Immunohistochemistry

Liver sections of 3 μm were deparaffinised in three changes of xylene and rehydrated in a graded series of ethanol to distilled water. For antigen retrieval, slides were placed in 0·01 m-citrate-buffer (pH 6·0) and heated in a steamer for 30 min. Endogenous peroxidases were quenched by incubating in 3 % H₂O₂ for 20 min at room temperature. The sections were incubated overnight at 4°C with a primary antibody: COX-2 mouse polyclonal antibody (1:400; Santa Cruz Biotechnology, Santa Cruz, CA, USA). Subsequently, the sections were incubated with a biotinylated secondary antibody (LSAB, Dakocytomation, Denmark) for 30 min, washed in PBS and incubated with a streptavidin–peroxidase conjugate (LSAB) for 30 min. Finally, the reaction was developed using 3,3′-diaminobenzidine tetrahydrochloride (Sigma) for 5 min. The slides were briefly counterstained in haematoxylin and dehydrated, and coverslips were added. Negative and positive controls were run simultaneously. Positive controls were represented by mammary tissue. Negative controls were made by eliminating the primary antibody.
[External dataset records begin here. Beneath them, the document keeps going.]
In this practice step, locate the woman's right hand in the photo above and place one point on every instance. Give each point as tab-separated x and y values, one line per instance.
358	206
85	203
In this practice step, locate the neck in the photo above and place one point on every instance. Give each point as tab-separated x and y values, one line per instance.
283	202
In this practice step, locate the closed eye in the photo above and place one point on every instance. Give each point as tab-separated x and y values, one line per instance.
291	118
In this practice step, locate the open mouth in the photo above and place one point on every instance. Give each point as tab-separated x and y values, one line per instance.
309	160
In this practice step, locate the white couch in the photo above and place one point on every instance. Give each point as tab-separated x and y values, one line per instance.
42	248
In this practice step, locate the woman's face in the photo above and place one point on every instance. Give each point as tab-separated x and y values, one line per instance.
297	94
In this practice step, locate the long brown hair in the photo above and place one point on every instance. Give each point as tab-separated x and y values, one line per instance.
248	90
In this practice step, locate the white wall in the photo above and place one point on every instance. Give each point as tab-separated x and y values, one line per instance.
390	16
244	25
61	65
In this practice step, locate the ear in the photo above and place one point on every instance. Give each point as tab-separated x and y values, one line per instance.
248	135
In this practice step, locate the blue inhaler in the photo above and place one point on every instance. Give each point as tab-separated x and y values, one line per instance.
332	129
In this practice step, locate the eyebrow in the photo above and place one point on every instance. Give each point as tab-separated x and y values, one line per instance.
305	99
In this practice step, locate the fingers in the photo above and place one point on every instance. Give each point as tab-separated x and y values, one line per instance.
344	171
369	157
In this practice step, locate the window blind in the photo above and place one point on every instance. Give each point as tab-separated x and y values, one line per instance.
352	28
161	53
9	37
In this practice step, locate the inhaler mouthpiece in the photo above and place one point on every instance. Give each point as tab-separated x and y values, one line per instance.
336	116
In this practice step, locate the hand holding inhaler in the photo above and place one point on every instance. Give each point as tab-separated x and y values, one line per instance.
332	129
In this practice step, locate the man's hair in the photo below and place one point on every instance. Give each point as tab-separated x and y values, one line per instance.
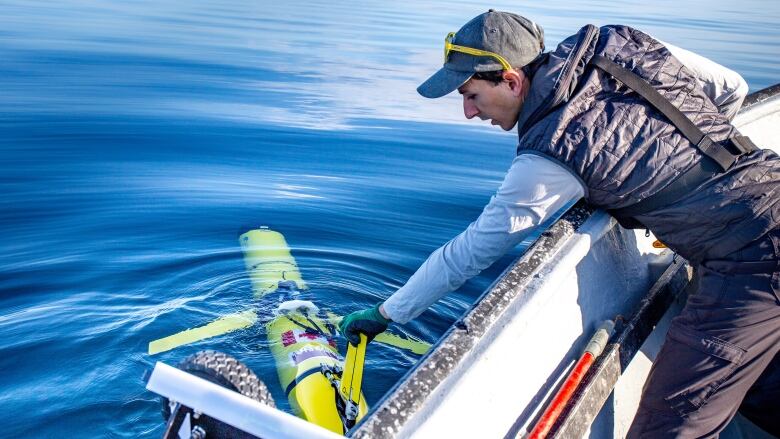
495	76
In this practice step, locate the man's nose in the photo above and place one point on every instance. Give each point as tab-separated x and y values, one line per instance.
469	109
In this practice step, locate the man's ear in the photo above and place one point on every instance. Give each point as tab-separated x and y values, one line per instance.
515	81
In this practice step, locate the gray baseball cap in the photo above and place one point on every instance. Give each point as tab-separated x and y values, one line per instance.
517	39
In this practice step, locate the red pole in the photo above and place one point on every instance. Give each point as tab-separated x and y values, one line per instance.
554	410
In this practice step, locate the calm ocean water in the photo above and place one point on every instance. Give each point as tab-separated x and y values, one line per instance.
139	138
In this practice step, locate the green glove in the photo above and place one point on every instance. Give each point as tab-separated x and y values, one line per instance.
368	321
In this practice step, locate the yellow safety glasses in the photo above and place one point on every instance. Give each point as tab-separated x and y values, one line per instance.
449	47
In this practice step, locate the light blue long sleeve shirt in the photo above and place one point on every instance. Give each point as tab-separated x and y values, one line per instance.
533	189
Immunostaining was scored by two trained independent observers (B. B. de M. and D. A. R.) without prior knowledge of the histopathological parameters. Discordant cases were reviewed and agreed upon before the data had been statistically analysed. For this purpose, immunohistochemically stained liver sections were analysed for the percentages of immunopositive cells in areas diagnosed as normal and in damaged liver cells. A total of 1000 liver cells were evaluated in three to five fields at 400 ×  magnification. All values were used as labelling indices. Such a protocol was established in previous studies conducted by our research group⁽Reference Fracalossi, Miranda and Oshima³¹⁾.

Statistical methods

Initial body weight, weight gain, total cholesterol and comet assay data were analysed by one-way ANOVA followed by Tukey's test. Statistical analyses for immunohistochemistry data and histopathological scores were assessed by the Kruskal–Wallis non-parametric test, followed by post hoc analysis (Dunn's test), using the SPSS software package (version 1.0; SPSS Institute, Chicago, IL, USA). A P value < 0·05 was considered statistically significant.